Еще говорили Вячеслав Кондратович и Аркадий Ипполитов, видимо влиятельные в своих литературных кругах люди, впрочем, их имена и фамилии как-то сразу вылетели из головы, осталось только ощущение того, что они давние друзья Маруси. Рассказали о том, что она недавно стала кавалером французского Ордена литературы и искусства (l’Ordre des Arts et Lettres), за заслуги перед французской культурой, что ее тексты во второй половине 90-х печатала «Лимонка». Все поняли, что это круто, но если первый факт заставил замереть от восторга студенток, то услышав второй навострили уши завсегдатаи. Под конец на сцену влез несколько манерно опоздавший на 40 минут Дмитрий Волчек, редактор «Митиного журнала», и тоже похвалил писателя.
Слушать их было, вобщем, приятно, видимо потому, что среди перечисления заслуг не звучало биографических подробностей «творческого пути», кичиться которыми, бесспорно, дурной тон, но преодолеть искушение похвалиться своей «гонимостью» в советские и чуть пост времена дано не каждому.
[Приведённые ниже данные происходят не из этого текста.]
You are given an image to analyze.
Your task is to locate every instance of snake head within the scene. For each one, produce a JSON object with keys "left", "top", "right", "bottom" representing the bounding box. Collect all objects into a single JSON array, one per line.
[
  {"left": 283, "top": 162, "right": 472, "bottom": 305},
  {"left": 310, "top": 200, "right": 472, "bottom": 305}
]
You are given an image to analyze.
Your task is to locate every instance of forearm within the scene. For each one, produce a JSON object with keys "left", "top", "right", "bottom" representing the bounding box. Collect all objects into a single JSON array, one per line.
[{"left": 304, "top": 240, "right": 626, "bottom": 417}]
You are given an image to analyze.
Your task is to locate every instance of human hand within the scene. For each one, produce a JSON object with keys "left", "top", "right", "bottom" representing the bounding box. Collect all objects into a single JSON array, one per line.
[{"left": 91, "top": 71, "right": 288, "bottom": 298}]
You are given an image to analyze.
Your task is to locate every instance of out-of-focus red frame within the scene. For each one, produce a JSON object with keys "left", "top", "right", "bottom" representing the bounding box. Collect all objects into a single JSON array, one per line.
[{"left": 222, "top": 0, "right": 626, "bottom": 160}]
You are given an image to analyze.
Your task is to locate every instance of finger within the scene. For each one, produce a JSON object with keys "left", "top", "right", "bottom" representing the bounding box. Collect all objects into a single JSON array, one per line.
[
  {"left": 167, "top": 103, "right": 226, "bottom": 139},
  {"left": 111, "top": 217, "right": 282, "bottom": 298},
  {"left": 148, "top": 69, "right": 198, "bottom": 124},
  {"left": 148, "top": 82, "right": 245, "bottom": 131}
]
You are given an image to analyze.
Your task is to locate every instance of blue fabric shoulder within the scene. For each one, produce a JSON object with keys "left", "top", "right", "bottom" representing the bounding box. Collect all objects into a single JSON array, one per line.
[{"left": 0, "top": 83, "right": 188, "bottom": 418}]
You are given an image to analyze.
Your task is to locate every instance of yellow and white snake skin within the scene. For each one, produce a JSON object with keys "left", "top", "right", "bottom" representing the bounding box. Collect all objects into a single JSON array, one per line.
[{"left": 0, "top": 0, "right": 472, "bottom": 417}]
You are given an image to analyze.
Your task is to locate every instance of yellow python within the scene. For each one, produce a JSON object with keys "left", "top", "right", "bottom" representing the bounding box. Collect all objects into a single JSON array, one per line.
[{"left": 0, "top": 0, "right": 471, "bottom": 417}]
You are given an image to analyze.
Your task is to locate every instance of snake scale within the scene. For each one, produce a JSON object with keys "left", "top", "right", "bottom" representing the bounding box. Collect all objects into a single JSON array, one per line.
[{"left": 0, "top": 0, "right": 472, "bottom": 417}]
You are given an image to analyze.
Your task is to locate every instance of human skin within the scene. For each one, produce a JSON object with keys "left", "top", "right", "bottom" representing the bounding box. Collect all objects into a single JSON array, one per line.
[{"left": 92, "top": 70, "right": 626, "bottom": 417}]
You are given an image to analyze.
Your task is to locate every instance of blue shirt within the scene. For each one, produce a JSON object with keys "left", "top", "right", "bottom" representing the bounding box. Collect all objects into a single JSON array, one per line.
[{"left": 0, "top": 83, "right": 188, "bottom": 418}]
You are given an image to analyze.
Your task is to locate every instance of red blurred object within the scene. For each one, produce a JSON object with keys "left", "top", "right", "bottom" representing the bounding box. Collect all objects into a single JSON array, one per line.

В этом случае все ограничилось только краткими упоминаниями о негативных отзывах на Марусины переводы, времен начала 90-х. Учитывая, что, вобщем, при желании можно было развернуться, поскольку ее карьера началась с должности уборщицы в музее, настроение публике эти дядьки не испортили.
Студентки радостно хлопали в ладоши, интеллигентные лица понимающе улыбались, праздношатающийся антураж вежливо попивал пиво по углам, периодически отлучаясь в бар решать свои насущные меркантильные проблемы.
Маруся начала читать свои новые рассказы. Мне поначалу понравилось, там были лингвистические рассуждения на тему 90-х, довольно правдоподобные и живые. Логично писать о том, в чем ты жил и что цепляло, если можешь говорить честно и с отстраненной иронией. Я оценила насмешку над стремлением к профессионализму, игру смыслов и мастерски подобранные акценты. Она оживляет время, которого уже нет виртуозно воссоздает атмосферу эпохи, просто обрисовав свою позу в том времени. Общее впечатление было очень личное — как от любого произведения искусства, которое хочется воспринимать.
Но потом начались главы из нового романа… Он был о современности. Это было письмо некоего Павла Марусе. Он уехал из западного Берлина потому, что ему показалось, что туда, после падения Берлинской стены просочилась коммунистическая зараза, которую он праноидально ассоциирует со всемирным сионистским заговором. Уехал в Париж, просить политического убежища. В Париже он становится бомжом и власти сомневаются в его вменяемости… потом я ушла в бар. Ага.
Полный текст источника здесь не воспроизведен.